Applies to ✅ Open Source Edition   ✅ Express Edition   ✅ Professional Edition   ✅ Enterprise Edition

The plain SQL API, as documented in the previous chapter, supports a string templating mini-language that allows for constructing complex SQL string content from smaller parts. A simple example can be seen below, e.g. when looking for support for one of PostgreSQL's various vendor-specific operator types:

ARRAY[1,4,3] && ARRAY[2,1]
condition("{0} && {1}", array1, array2);

Such a plain SQL template always consists of two things:

  • The SQL string fragment
  • A set of org.jooq.QueryPart arguments, which are expected to be embedded in the SQL string

The SQL string may reference the arguments by 0-based indexing. Each argument may be referenced several times. For instance, SQLite's emulation of the REPEAT(string, count) function may look like this:

Field<Integer> count = val(3);
Field<String> string = val("abc");
field("replace(substr(quote(zeroblob(({0} + 1) / 2)), 3, {0}), '0', {1})", String.class, count, string);
//                                     ^                  ^          ^                   ^^^^^  ^^^^^^
//                                     |                  |          |                     |       |
// argument "count" is repeated twice: \------------------+----------|---------------------/       |
// argument "string" is used only once:                              \-----------------------------/

For convenience, there is also a DSL.list(QueryPart...) API that allows for wrapping a comma-separated list of query parts in a single template argument:

Field<String> a = val("a");
Field<String> b = val("b");
Field<String> c = val("c");

// These two produce the same result:
condition("my_column IN ({0}, {1}, {2})", a, b, c); // Using distinct template arguments
condition("my_column IN ({0})", list(a, b, c));    // Using a single template argument

Parsing rules

When processing these plain SQL templates, a mini parser is run that handles things like

  • String literals
  • Quoted names
  • Comments
  • JDBC escape sequences

The above are recognised by the templating engine and contents inside of them are ignored when replacing numbered placeholders and/or bind variables.
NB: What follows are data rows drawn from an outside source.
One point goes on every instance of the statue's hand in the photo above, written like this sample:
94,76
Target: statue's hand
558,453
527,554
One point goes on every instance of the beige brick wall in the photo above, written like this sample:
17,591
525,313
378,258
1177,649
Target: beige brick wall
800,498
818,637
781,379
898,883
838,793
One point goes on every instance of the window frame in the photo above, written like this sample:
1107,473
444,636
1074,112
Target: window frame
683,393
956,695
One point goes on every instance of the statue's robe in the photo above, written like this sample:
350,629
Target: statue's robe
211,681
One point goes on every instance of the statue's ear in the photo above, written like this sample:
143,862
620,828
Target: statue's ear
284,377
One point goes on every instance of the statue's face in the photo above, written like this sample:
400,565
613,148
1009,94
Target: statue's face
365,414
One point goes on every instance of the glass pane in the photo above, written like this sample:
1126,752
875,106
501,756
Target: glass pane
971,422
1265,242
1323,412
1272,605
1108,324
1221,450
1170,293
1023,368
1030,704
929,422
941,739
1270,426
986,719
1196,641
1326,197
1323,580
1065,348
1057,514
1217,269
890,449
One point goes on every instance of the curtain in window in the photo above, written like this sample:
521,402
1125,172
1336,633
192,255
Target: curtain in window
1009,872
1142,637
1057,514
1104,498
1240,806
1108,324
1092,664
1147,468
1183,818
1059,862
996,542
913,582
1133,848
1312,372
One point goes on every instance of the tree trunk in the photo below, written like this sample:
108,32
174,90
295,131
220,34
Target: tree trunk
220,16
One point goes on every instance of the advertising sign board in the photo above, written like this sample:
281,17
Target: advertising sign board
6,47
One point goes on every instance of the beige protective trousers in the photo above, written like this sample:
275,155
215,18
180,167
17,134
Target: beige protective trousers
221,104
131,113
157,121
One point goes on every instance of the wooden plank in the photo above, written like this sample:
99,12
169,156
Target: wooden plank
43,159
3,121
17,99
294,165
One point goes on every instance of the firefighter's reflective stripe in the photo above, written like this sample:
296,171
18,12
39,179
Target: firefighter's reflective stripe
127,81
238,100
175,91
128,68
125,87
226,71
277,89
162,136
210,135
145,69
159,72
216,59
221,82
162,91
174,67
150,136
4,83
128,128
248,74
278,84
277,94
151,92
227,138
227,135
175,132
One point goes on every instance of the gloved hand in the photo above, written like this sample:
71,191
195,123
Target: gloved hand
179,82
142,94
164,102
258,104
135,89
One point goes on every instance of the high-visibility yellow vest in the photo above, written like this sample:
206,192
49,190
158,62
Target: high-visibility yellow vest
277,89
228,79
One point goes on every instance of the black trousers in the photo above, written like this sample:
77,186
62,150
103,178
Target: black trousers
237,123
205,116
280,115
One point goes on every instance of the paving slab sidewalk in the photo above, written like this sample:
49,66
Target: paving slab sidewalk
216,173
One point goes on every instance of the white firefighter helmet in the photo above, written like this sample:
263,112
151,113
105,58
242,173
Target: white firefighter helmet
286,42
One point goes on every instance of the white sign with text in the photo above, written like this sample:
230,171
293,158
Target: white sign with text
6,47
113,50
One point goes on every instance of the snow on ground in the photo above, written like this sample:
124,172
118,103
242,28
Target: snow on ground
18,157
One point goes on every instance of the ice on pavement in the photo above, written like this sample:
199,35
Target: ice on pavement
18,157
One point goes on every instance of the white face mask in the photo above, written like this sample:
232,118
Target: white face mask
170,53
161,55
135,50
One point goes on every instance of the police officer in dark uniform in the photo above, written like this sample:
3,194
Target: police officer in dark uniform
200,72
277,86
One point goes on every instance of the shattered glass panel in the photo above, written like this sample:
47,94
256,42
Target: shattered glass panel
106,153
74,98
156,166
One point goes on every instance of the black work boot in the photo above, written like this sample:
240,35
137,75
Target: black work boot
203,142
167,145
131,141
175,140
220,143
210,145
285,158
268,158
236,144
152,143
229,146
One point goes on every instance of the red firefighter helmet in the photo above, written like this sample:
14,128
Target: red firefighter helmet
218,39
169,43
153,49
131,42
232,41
For instance:

  "SELECT /* In a comment, this is not a placeholder: {0}. And this is not a bind variable: ? */ title AS `title {1} ?` " +
  "-- Another comment without placeholders: {2} nor bind variables: ?" +
  "FROM book " +
  "WHERE title = 'In a string literal, this is not a placeholder: {3}. And this is not a bind variable: ?'"

The above query does not contain any numbered placeholders nor bind variables, because the tokens that would otherwise be searched for are contained inside of comments, string literals, or quoted names.